There’s only one ball in a basketball game.
It doesn’t work if everyone on a team needs the ball in their hands to contribute. An effective offense certainly needs scorers, but it also requires players who can distribute and are comfortable working off the ball.
Similarly, a work team can’t be made of group of clones. Even if they’re all great individual contributors.
As a fairly aggressive and motivated person myself, I was initially frustrated when I realized how many of the people around me didn’t seem to have the same passion I did. They just didn’t seem to have the same interest in growing into new areas and taking on challenges.
But as I’ve come to understand office dynamics a bit better, I’m beginning to think that this is an asset rather than a hinderance.
If everyone was like me, there would be a long list of problems.
Just to take one example, we have a guy who has been around forever and knows about every project we’ve ever done and the associated relationships.
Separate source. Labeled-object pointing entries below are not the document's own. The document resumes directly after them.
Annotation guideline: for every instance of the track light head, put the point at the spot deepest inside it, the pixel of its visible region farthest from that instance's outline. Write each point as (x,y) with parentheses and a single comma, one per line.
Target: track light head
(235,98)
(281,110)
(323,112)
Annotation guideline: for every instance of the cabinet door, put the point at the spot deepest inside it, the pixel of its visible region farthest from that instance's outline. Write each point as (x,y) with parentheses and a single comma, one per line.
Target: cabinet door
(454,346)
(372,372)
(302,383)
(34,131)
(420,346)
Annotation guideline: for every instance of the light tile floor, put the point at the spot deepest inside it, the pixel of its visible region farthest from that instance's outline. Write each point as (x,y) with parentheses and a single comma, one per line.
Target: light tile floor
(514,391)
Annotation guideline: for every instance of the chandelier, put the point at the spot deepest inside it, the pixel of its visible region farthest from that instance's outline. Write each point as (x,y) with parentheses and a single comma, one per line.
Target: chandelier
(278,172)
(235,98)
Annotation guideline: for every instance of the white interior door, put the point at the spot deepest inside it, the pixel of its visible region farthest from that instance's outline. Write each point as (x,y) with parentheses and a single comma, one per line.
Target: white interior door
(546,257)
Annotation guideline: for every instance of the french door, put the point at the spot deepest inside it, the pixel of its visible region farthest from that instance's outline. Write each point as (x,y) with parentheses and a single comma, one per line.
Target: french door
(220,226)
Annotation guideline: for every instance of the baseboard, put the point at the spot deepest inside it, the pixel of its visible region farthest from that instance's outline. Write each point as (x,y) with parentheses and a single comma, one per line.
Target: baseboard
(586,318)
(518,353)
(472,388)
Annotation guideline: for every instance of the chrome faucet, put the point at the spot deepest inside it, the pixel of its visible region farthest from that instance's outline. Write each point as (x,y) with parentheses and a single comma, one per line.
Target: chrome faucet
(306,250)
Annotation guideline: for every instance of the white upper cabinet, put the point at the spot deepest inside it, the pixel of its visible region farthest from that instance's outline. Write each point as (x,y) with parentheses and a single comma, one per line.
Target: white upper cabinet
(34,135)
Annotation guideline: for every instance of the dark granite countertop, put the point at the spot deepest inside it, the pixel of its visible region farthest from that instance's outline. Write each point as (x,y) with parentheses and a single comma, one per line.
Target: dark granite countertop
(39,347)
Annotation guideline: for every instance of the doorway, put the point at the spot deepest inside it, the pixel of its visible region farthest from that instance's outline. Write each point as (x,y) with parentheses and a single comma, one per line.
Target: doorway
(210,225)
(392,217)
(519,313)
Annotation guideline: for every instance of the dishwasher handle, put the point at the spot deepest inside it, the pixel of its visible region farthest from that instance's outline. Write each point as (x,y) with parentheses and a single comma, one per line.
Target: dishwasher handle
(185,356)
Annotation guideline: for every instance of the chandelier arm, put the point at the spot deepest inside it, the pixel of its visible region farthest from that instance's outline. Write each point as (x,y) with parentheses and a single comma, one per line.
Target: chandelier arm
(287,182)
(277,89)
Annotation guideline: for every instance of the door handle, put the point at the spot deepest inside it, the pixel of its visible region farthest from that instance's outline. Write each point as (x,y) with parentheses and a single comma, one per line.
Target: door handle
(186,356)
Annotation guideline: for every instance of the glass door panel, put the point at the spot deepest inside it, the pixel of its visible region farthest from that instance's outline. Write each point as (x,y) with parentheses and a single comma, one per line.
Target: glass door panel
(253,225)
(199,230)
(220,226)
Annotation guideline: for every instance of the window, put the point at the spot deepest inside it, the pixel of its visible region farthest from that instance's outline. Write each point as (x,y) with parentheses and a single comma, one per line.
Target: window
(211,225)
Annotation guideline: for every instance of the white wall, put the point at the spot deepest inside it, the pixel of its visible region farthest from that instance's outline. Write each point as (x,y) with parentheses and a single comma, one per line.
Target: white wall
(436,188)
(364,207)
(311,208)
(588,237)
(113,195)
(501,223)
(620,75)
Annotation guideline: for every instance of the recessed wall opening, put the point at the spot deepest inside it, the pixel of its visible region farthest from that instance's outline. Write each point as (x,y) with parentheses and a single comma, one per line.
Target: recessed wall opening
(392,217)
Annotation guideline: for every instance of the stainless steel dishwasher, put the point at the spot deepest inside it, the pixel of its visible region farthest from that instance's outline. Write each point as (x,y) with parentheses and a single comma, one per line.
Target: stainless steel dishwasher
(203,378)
There’s no way I could do that. This guy, and a whole host of other people, seem to be happy coming to work for years on end and doing almost the same thing every day. They aren’t the “go-getters” that the company needs on the front line to drive future business, but they’re exactly the type of people who are needed to keep a tidy house on the back end.
And they do something I certainly couldn’t do. I would go crazy.
It seems like an office needs all of the key pieces. It needs the Type A personalities who always want more, but it also needs the people who are happy to find their role and do it well.